Malaise dans les classes moyennes

Malaise dans les classes moyennes
Publié le 1 octobre 2025
Le mécontentement des professions intermédiaires est l’un des faits marquants de la période. D’où vient ce malaise des petites classes moyennes en France ? Thierry Pech analyse ici les déterminants d’un possible retournement de ces catégories, longtemps regardées comme des « classes d’équilibre ».

 
« La génération la plus âgée des petites classes moyennes devint plus amère et plus pleine de ressentiment, mais dans un sens passif ; tandis que la plus jeune fut conduite à l’action » 

Erich Fromm, La Peur de la liberté, 1941

C’est la catégorie socioprofessionnelle sur laquelle on s’arrête le moins tant on la juge fourre-tout : coincées entre le monde populaire (ouvriers et employés) et celui des cadres, les professions intermédiaires forment un objet dont on peine à cerner l’identité.
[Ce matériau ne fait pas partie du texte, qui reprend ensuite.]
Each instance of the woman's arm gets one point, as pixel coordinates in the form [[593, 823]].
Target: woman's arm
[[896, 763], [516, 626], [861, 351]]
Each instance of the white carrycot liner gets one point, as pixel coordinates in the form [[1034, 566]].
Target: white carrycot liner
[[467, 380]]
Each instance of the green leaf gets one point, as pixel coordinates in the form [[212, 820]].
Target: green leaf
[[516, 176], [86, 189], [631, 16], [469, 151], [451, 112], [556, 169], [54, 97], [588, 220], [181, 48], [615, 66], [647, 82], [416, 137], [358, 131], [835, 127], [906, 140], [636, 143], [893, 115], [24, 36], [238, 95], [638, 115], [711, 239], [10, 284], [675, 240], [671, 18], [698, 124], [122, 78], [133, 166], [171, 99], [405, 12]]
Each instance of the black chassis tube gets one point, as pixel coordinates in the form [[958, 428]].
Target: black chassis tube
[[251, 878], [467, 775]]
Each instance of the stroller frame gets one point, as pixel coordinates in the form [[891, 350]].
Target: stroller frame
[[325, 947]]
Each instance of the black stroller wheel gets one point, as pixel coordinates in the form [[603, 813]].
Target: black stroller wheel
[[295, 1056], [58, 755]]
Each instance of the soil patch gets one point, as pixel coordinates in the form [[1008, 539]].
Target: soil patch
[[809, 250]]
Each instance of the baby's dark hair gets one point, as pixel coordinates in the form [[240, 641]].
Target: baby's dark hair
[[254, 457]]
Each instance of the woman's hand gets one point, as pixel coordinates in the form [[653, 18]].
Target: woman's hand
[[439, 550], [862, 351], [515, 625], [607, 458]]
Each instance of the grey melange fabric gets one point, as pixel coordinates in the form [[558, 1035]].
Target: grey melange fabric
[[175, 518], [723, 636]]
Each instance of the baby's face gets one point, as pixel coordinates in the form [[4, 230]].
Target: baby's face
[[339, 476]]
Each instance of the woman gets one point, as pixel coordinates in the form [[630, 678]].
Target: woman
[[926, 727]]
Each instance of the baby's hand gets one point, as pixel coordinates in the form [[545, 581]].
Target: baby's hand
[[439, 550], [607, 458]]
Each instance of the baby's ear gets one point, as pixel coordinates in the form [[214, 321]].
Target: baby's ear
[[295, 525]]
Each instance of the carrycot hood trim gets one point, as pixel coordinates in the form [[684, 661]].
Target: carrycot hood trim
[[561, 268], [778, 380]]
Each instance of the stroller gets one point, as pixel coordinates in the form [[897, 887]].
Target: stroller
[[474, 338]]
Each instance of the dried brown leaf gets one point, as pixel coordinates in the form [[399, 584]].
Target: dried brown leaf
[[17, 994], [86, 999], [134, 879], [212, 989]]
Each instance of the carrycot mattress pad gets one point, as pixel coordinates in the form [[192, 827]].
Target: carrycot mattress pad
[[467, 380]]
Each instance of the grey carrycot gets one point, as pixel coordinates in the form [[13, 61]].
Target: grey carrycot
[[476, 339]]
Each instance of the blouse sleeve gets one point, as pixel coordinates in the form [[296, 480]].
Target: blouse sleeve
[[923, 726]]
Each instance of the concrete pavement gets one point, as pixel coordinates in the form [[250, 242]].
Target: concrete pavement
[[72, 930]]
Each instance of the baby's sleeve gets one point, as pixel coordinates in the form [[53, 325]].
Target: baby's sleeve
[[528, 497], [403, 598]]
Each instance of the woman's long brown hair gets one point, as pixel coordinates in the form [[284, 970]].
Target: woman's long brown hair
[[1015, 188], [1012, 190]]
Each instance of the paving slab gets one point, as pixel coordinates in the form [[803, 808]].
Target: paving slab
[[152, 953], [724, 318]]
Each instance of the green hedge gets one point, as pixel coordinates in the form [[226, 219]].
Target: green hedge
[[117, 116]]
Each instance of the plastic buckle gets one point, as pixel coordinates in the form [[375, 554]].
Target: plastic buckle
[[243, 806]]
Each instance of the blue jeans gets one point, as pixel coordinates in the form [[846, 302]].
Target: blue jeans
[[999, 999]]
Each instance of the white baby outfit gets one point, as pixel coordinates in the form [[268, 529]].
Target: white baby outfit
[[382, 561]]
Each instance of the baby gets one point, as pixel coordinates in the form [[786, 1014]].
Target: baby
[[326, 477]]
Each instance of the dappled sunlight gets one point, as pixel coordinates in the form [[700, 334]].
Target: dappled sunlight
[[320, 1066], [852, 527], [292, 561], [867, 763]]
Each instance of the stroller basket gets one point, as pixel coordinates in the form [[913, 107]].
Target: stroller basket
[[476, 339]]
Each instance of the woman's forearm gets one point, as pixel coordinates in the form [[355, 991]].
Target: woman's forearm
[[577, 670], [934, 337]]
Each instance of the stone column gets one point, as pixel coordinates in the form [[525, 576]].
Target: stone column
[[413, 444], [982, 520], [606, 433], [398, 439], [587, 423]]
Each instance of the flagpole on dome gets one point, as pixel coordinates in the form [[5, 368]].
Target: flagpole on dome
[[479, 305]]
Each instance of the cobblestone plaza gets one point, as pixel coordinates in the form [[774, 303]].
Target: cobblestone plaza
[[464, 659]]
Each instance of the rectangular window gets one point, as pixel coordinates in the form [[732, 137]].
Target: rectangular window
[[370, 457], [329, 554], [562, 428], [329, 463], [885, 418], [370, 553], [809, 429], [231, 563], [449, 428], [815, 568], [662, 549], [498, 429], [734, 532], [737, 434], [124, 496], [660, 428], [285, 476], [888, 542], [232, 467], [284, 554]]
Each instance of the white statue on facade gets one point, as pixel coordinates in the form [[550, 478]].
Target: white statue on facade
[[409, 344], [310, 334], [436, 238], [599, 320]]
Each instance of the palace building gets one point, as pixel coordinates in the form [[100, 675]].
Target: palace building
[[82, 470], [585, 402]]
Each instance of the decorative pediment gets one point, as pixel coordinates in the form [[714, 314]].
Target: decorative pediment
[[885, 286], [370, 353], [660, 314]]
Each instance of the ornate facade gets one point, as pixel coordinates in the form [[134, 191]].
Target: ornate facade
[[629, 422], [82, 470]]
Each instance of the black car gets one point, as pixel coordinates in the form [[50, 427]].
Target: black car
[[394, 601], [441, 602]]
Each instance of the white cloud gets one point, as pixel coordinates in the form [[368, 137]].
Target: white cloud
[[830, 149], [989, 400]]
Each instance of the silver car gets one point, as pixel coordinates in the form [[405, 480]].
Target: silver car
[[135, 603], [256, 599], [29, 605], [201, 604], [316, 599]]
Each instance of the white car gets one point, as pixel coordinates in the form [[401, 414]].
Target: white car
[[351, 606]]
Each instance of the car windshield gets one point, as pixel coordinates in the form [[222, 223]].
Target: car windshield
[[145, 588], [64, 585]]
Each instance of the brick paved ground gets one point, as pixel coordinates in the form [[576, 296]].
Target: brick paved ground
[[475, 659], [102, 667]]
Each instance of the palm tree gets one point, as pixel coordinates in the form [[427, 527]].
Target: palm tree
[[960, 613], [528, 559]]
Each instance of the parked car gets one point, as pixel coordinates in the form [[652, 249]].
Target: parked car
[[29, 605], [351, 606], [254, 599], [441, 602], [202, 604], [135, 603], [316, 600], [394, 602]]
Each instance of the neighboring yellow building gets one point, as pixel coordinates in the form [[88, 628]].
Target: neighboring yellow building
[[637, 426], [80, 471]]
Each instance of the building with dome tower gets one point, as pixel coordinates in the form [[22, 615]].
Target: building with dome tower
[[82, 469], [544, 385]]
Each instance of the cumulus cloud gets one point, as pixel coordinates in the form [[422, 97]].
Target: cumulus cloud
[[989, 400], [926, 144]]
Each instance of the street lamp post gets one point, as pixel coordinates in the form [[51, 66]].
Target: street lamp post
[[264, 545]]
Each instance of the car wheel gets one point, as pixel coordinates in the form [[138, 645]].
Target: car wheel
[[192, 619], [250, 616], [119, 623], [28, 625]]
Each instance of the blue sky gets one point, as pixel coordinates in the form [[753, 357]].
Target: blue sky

Elles constituent en réalité la partie inférieure des classes moyennes, ce que l’on pourrait appeler les « petites classes moyennes ». Dans l’enquête réalisée récemment par Terra Nova et l’Apec sur les rémunérations dans le secteur privé, ces catégories ressortent comme les plus insatisfaites de leur situation. Alors qu’elles gagnent en moyenne mieux leur vie que les ouvriers et les employés, les professions intermédiaires sont en effet nettement plus mécontentes de leur sort que les milieux populaires. Il faut dire que la frontière entre ces mondes est de plus en plus trouble : la moitié haute des ouvriers et des employés gagne autant voire plus que la moitié basse des professions intermédiaires. En réalité, ce qui est en crise concernant ces petites classes moyennes, ce n’est pas seulement leur pouvoir d’achat, c’est aussi leur position relative dans la société et leur confiance dans la méritocratie. 

Qui sont les professions intermédiaires ?
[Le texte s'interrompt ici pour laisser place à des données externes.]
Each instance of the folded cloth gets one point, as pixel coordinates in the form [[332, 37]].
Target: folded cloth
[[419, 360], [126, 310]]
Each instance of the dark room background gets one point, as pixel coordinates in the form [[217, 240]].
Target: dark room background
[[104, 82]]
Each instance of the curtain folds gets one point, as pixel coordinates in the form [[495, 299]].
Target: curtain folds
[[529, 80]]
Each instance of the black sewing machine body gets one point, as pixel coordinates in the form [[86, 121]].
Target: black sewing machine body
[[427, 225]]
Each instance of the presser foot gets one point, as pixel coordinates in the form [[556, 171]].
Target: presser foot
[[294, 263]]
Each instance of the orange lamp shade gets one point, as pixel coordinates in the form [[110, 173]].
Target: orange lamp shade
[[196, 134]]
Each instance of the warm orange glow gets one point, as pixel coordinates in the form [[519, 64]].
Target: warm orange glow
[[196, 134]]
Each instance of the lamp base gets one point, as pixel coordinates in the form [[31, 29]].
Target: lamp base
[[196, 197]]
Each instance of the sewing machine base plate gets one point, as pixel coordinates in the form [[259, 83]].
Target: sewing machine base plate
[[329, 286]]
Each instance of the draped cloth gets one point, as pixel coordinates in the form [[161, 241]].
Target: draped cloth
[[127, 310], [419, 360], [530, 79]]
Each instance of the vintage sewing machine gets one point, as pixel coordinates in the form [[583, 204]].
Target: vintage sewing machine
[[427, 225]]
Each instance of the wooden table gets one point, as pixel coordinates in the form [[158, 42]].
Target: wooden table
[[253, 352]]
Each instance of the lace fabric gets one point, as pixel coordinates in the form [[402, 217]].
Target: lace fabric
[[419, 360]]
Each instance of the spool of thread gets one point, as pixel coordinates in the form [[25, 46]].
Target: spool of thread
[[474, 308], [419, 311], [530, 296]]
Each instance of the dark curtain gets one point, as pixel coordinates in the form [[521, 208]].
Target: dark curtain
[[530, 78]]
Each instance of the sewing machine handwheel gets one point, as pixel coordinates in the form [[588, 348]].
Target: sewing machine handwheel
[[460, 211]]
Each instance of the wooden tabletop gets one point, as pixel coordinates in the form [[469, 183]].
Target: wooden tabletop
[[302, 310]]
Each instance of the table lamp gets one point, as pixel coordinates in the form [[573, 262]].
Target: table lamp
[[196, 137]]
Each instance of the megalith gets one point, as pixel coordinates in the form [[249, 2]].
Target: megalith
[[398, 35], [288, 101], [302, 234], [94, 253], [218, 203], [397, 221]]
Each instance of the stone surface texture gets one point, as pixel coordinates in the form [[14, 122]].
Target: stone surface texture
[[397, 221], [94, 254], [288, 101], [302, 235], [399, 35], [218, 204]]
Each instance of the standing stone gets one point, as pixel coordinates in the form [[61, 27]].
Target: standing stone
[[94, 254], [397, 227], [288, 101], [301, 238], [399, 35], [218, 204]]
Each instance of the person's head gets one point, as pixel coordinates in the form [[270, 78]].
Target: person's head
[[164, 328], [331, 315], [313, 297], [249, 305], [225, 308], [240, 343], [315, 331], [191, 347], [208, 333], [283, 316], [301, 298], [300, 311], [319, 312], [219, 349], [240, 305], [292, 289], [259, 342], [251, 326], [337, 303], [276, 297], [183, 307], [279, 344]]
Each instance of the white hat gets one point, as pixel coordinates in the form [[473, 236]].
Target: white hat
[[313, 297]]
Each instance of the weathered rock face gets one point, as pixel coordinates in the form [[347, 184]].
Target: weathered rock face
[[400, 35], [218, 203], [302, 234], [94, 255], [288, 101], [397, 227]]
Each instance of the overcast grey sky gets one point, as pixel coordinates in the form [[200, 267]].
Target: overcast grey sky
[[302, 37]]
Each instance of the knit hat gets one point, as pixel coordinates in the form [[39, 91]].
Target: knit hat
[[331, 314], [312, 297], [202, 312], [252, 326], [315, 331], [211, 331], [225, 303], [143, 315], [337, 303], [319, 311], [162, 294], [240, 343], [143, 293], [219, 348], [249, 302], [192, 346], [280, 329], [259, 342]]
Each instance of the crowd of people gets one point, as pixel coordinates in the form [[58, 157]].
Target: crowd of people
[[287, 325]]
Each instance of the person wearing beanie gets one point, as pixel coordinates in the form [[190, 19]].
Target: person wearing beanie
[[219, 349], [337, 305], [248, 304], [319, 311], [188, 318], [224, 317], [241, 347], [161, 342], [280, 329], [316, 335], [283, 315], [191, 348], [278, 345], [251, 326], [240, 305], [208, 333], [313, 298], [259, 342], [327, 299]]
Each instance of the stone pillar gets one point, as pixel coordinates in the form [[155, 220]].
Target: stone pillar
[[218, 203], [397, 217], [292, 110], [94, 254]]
Consacrée exclusivement aux salariés du secteur privé, notre récente enquête laisse de fait de côté des pans entiers de cette catégorie (par exemple, des agents de catégorie B dans la fonction publique). Pour l’essentiel, les professions intermédiaires qui sont ici représentées sont des salariés du secteur de la santé et du travail social (infirmiers, préparateurs en pharmacie, techniciens médicaux…), des fonctions administratives et commerciales d’entreprise (secrétaires de direction, techniciens des services financiers, comptables, juridiques, etc.) et des techniciens du secteur manufacturier. Autant de métiers et de fonctions situées entre l’exécution et l’encadrement, et qui procèdent souvent d’une compétence technique, de la connaissance de règles relativement fixes et de la capacité d’œuvrer à leur application.
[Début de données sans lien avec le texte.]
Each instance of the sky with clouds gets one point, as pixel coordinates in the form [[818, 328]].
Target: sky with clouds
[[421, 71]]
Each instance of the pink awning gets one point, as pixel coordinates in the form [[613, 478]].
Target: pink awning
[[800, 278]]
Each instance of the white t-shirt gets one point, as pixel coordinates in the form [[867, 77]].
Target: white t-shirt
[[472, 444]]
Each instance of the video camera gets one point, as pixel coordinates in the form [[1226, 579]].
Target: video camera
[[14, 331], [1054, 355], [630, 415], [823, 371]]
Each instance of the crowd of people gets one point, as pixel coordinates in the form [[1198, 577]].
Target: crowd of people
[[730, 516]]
Cette catégorie a connu de profondes évolutions ces quarante dernières années. Elle s’est quantitativement beaucoup développée : les professions intermédiaires rassemblent aujourd’hui plus de 7 millions de salariés (plus de 25% des actifs en emploi, soit presque autant que les employés et plus que les ouvriers ou les cadres) contre 4.4 millions (et 19.5% de l’emploi total) en 1982.

Source : Insee

Elle s’est également sensiblement féminisée : les femmes représentaient 41% des professions intermédiaires en 1982 contre plus de la moitié (53%) aujourd’hui. Enfin, le niveau de formation initiale a suivi l’élévation générale du niveau de diplôme dans la population : aujourd’hui, 61% des professions intermédiaires ont un niveau bac+2 ou plus.

Les professions intermédiaires du privé représentées dans l’enquête sont à cette image. Ce sont majoritairement des femmes, le plus souvent titulaires de diplômes du supérieur court (DUT, BTS, etc.) : 49%, déclarent avoir un niveau bac+2 ou 3, et 72% un niveau supérieur au bac. Selon un schéma assez typique de ce que l’on appelait encore les « nouvelles classes moyennes » dans les années 1970, les professions intermédiaires exploitent le principal capital dont elles disposent (le capital culturel) pour se stabiliser assez rapidement sur le marché du travail : la moitié des personnes interrogées  a commencé à exercer une activité professionnelle régulière entre 19 et 22 ans contre un tiers chez les cadres (qui font des études plus longues et se stabilisent plus tard) et un gros tiers chez les ouvriers (dont les études sont plus courtes).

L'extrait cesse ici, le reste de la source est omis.